Having done all this Jackson returned to New Orleans to be greeted with distasteful newspaper headlines complaining of his absence from the city. Jackson paid the criticism not the slightest attention. Nor did he just sit on his hands waiting for the British to arrive; his problems continued to be manifest. All through the ages a defending commander’s worst dilemma has been lack of knowledge of where and when the enemy would strike. Even though Jackson enjoyed the advantage of shortened interior lines, he was by necessity forced to disperse many of his troops over every possible venue of attack—leaving himself vulnerable at all of them—until he could divine the true intentions of the British. There wasn’t anything
he could do about that, though, so he devoted himself to other enterprises.
First he went to the contentious Louisiana legislature and persuaded the state to pay for all the military improvements he’d requested.* 57 He continued to press authorities in Washington, Tennessee, and Kentucky by express courier to discover the whereabouts of the reinforcements and arms he had expected by now. He made efforts to enlist more men from the city and state to defend against the invasion.
Jackson next reacted unwisely to another sticky problem. Members of the committee of defense, after declaring Jean Laffite’s original warnings about the British invasion to be forgeries, now paid a visit to Jackson. Ever since it had developed that Laffite’s communications had been proved perfectly genuine, Governor Claiborne as well as Edward Livingston, Laffite’s lawyer, had been urging Jackson to accept the Baratarians’ offer to join in the defense of New Orleans, but so far Jackson had clung stubbornly to his original sentiments in the negative.
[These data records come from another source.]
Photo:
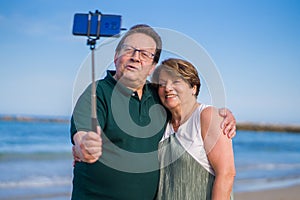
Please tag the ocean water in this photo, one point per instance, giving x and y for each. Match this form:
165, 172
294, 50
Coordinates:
36, 160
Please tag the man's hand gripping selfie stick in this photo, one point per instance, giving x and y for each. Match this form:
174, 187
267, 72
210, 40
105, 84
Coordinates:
94, 25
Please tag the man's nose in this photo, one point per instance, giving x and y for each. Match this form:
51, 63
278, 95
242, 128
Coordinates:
136, 55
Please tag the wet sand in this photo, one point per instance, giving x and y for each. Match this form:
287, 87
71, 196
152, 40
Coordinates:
288, 193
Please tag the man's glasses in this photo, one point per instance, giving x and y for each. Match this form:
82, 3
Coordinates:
130, 50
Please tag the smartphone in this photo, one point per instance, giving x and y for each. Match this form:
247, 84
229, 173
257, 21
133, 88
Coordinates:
110, 25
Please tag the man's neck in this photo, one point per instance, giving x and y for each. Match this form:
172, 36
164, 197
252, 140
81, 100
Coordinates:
134, 86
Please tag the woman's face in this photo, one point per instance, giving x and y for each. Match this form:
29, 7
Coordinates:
174, 91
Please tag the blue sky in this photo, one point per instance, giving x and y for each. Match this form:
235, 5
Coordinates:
255, 45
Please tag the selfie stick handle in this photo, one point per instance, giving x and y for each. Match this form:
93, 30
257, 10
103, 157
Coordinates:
92, 43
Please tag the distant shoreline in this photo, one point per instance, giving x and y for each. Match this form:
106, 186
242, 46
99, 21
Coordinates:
240, 126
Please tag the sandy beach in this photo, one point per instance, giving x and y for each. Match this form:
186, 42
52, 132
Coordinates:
288, 193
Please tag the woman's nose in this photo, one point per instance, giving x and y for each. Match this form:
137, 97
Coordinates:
169, 86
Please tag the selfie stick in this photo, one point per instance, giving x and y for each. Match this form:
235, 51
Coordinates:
89, 25
92, 42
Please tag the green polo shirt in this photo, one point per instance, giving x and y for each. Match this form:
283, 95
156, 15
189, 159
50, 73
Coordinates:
131, 129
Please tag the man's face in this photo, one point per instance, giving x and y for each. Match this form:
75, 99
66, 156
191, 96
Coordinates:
134, 62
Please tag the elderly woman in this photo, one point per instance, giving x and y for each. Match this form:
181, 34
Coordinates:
196, 159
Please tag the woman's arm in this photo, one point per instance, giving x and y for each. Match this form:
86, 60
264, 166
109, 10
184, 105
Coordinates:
219, 152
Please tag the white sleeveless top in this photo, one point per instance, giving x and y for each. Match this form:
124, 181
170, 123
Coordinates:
189, 136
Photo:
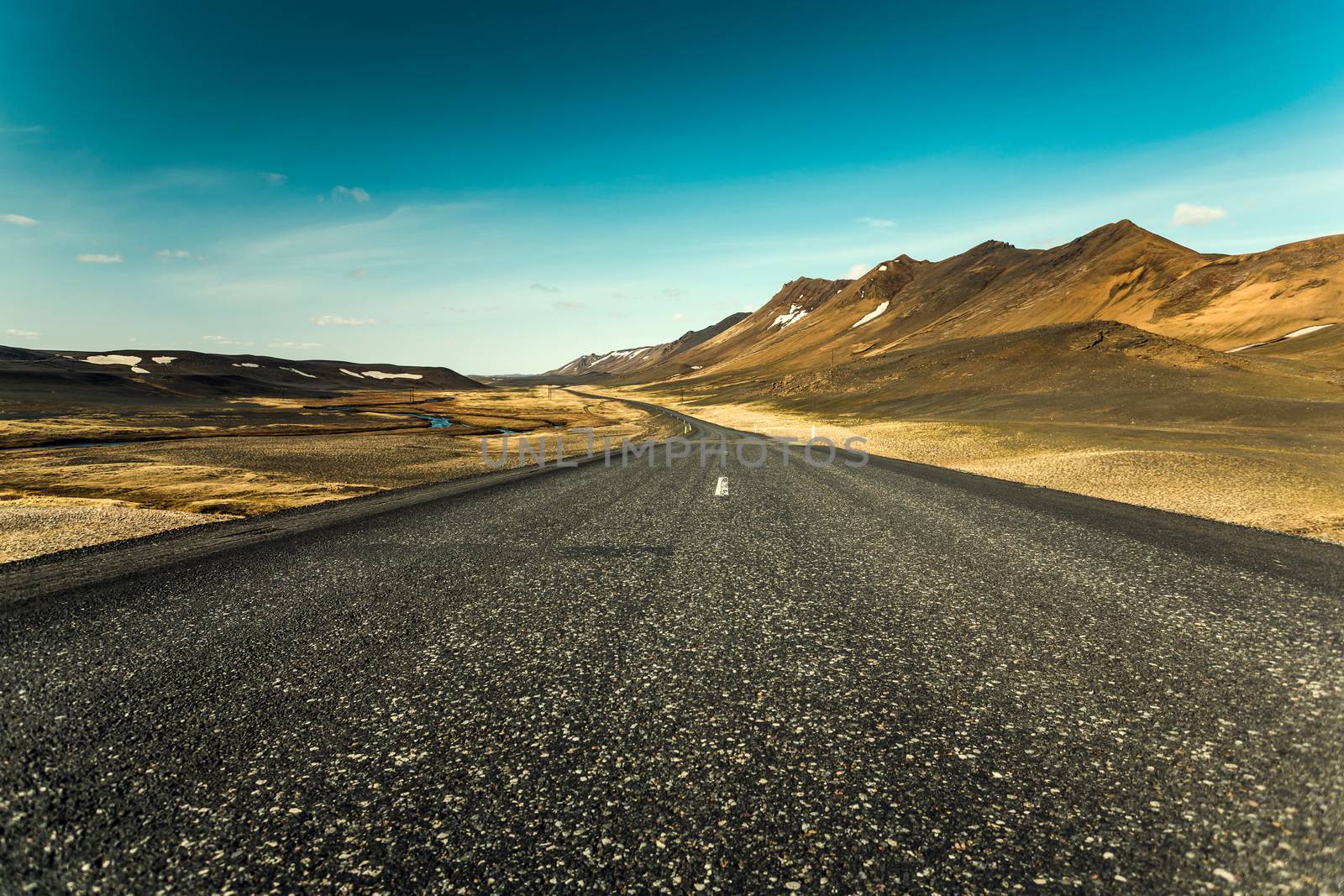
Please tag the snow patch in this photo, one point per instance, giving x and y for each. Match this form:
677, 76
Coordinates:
381, 375
795, 315
870, 315
1303, 331
129, 360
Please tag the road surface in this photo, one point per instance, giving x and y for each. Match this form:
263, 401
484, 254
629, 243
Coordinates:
886, 679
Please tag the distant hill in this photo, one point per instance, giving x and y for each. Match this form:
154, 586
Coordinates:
636, 359
1116, 273
124, 374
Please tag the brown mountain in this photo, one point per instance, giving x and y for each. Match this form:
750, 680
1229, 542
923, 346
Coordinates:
1116, 273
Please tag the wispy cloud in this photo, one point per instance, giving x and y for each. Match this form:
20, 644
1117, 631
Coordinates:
1187, 214
336, 320
176, 254
358, 194
225, 340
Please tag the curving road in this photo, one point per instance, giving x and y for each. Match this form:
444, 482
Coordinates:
886, 679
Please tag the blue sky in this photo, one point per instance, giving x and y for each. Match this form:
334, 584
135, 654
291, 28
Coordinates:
499, 190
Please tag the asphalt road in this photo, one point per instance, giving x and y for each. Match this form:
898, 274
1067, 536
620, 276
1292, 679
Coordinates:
886, 679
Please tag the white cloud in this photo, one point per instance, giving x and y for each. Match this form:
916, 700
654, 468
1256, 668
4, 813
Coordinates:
223, 340
1189, 214
358, 194
336, 320
175, 254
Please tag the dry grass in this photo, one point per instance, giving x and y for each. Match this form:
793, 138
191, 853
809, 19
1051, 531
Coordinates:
1265, 477
124, 490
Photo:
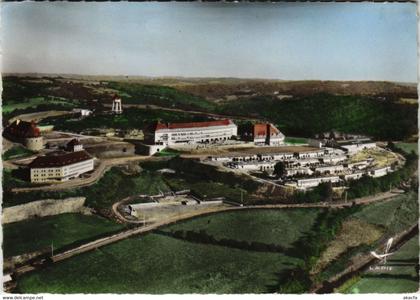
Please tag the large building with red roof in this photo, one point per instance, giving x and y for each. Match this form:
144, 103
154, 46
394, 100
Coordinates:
26, 133
194, 132
264, 134
61, 166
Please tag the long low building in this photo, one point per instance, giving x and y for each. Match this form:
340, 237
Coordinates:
60, 166
313, 182
195, 132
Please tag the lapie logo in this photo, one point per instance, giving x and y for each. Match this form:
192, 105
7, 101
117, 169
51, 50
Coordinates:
383, 257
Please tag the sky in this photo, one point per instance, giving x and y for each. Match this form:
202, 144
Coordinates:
290, 41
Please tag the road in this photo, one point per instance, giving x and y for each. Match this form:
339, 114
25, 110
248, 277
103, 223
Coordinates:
193, 112
208, 210
104, 165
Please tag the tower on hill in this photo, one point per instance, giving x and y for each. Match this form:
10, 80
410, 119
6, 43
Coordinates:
116, 105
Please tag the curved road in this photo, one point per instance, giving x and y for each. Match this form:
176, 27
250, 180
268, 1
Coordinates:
140, 230
104, 165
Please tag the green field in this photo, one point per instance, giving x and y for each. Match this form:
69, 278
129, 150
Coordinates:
277, 227
16, 152
309, 115
394, 215
408, 147
403, 277
295, 140
207, 189
112, 187
32, 102
61, 230
157, 263
130, 118
136, 93
168, 152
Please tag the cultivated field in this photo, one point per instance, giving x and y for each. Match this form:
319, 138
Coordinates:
408, 147
394, 216
280, 227
158, 263
60, 230
382, 158
403, 278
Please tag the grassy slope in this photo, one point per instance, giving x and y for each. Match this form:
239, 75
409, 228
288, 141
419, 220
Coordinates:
160, 264
33, 102
16, 152
306, 116
112, 187
207, 189
131, 118
279, 227
36, 234
401, 279
394, 215
408, 147
160, 95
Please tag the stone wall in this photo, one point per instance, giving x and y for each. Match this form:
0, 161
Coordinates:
110, 149
42, 208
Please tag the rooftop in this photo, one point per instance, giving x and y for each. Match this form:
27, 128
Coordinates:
160, 126
59, 159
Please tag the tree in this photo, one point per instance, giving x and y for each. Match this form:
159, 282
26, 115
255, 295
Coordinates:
280, 169
326, 191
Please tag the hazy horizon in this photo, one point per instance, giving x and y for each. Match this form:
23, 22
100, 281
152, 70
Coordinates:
261, 41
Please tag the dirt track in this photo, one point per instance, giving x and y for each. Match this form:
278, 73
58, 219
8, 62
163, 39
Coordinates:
100, 170
141, 230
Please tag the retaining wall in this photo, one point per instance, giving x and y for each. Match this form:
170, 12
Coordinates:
42, 208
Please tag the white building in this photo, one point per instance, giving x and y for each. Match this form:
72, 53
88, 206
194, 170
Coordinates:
116, 105
353, 176
298, 171
59, 166
313, 182
379, 172
310, 154
197, 132
266, 134
252, 165
82, 111
332, 169
353, 148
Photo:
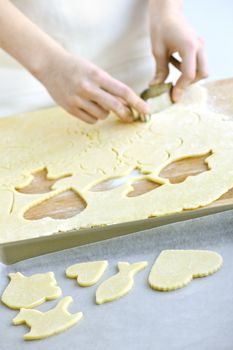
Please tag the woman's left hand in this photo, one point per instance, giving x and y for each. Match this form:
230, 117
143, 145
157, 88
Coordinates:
170, 33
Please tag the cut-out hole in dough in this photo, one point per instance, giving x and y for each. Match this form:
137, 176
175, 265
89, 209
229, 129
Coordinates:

Now the committee of defense, led by the Louisiana legislator and wealthy aristocrat Bernard de Marigny—who had urged accepting Laffite’s offer from the beginning—came to Jackson for another try, along with other committee members who had changed their minds. With the danger clearly at hand, Marigny explained, every available man and woman in the fractious city had now become coalesced toward the emergency. Older men were serving as police officers to free younger men for military service. Women were already wrapping bandages as well as making clothes and blankets for the militia and troops not yet arrived. The Ursuline nuns in their convent were readying their hospital.